2014-12-11 16:00:31

by Josef Bacik

[permalink] [raw]
Subject: [PATCH] sched/fair: change where we report sched stats V2

The schedule stats currently spit out once the entity is being queued, which
means if we have stack traces enabled we will get the stack trace of the waker,
not of the task being woken. This makes the backtrace completely useless when
trying to track down latency spikes, as we want to know why we were put to sleep
for as long as we were.

This patch moves the trace_sched_stat* calls to after the task has been put back
on the CPU so that the backtrace we get is the one that put us to sleep. Mike
Galbraith suggested that I leave the actual stat collection stuff where it is so
that we don't add the scheduler latency to the sleep stats, so I've added 3 new
fields in the scheduler stats to keep track of the last sleep time so that if
any of these are set we know to trigger the trace points. Thanks,

Signed-off-by: Josef Bacik <[email protected]>
---
V1->V2: left the stat collection the way it was and just moved the
trace_sched_stat* calls to after we are put back on the CPU.

include/linux/sched.h | 3 +++
kernel/sched/core.c | 14 ++++----------
kernel/sched/fair.c | 33 ++++++++++++++++++++++++++++-----
kernel/sched/sched.h | 1 +
4 files changed, 36 insertions(+), 15 deletions(-)
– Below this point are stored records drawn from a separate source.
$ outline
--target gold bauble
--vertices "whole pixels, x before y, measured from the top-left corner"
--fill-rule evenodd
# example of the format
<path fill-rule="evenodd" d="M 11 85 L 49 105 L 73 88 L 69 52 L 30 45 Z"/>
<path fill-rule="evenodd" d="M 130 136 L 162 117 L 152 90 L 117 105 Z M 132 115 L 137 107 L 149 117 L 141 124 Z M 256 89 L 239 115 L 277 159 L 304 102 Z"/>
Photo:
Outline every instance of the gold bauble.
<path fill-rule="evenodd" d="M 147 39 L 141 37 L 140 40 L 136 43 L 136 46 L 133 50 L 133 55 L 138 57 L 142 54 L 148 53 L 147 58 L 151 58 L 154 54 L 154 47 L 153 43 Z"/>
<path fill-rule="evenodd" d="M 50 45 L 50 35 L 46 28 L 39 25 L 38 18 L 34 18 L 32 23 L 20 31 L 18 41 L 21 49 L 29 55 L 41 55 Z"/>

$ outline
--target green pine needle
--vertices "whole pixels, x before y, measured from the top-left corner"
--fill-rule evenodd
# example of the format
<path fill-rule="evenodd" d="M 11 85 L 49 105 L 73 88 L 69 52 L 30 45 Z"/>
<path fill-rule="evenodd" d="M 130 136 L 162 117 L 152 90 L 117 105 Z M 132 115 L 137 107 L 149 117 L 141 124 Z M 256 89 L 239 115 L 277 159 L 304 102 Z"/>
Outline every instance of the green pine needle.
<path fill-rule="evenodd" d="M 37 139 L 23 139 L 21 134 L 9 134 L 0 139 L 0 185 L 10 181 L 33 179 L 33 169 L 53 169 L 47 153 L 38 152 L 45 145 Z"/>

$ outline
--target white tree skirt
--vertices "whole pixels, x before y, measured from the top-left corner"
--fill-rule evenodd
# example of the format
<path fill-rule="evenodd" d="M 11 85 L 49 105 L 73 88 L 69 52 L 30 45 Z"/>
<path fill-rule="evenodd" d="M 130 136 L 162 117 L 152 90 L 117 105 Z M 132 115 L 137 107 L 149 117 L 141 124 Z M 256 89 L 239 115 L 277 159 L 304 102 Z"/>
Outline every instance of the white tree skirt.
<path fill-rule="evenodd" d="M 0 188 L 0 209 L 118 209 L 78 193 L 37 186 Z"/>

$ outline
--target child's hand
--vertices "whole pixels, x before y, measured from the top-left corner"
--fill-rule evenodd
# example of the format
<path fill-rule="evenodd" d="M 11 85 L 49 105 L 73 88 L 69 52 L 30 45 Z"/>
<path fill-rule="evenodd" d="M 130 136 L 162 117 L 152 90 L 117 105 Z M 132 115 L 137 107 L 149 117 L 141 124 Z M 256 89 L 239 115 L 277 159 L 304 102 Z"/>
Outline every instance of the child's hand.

diff --git a/include/linux/sched.h b/include/linux/sched.h
index 5e344bb..f647a09 100644
--- a/include/linux/sched.h
+++ b/include/linux/sched.h
@@ -1091,13 +1091,16 @@ struct sched_statistics {
u64 wait_sum;
u64 iowait_count;
u64 iowait_sum;
+ u64 last_iowait_time;

u64 sleep_start;
u64 sleep_max;
+ u64 last_sleep_time;
s64 sum_sleep_runtime;

u64 block_start;
u64 block_max;
+ u64 last_block_time;
u64 exec_max;
u64 slice_max;

diff --git a/kernel/sched/core.c b/kernel/sched/core.c
index 89e7283..e763709 100644
--- a/kernel/sched/core.c
+++ b/kernel/sched/core.c
@@ -2277,11 +2277,12 @@ static void finish_task_switch(struct rq *rq, struct task_struct *prev)
tick_nohz_task_switch(current);
}

-#ifdef CONFIG_SMP
-
/* rq->lock is NOT held, but preemption is disabled */
static inline void post_schedule(struct rq *rq)
{
+ if (rq->curr->sched_class->post_schedule_stats)
+ rq->curr->sched_class->post_schedule_stats(rq);
+#ifdef CONFIG_SMP
if (rq->post_schedule) {
unsigned long flags;

@@ -2292,15 +2293,8 @@ static inline void post_schedule(struct rq *rq)

rq->post_schedule = 0;
}
-}
-
-#else
-
-static inline void post_schedule(struct rq *rq)
-{
-}
-
#endif
+}

/**
* schedule_tail - first thing a freshly forked thread must call.
diff --git a/kernel/sched/fair.c b/kernel/sched/fair.c
index ef2b104..3038524 100644
--- a/kernel/sched/fair.c
+++ b/kernel/sched/fair.c
@@ -2702,6 +2702,29 @@ static inline int idle_balance(struct rq *rq)

#endif /* CONFIG_SMP */

+static void task_emit_stats(struct rq *rq)
+{
+#ifdef CONFIG_SCHEDSTATS
+ struct task_struct *tsk = rq->curr;
+ struct sched_entity *se = &tsk->se;
+
+ if (se->statistics.last_sleep_time) {
+ trace_sched_stat_sleep(tsk, se->statistics.last_sleep_time);
+ se->statistics.last_sleep_time = 0;
+ }
+
+ if (se->statistics.last_iowait_time) {
+ trace_sched_stat_iowait(tsk, se->statistics.last_iowait_time);
+ se->statistics.last_iowait_time = 0;
+ }
+
+ if (se->statistics.last_block_time) {
+ trace_sched_stat_blocked(tsk, se->statistics.last_block_time);
+ se->statistics.last_block_time = 0;
+ }
+#endif
+}
+
static void enqueue_sleeper(struct cfs_rq *cfs_rq, struct sched_entity *se)
{
#ifdef CONFIG_SCHEDSTATS
@@ -2721,11 +2744,10 @@ static void enqueue_sleeper(struct cfs_rq *cfs_rq, struct sched_entity *se)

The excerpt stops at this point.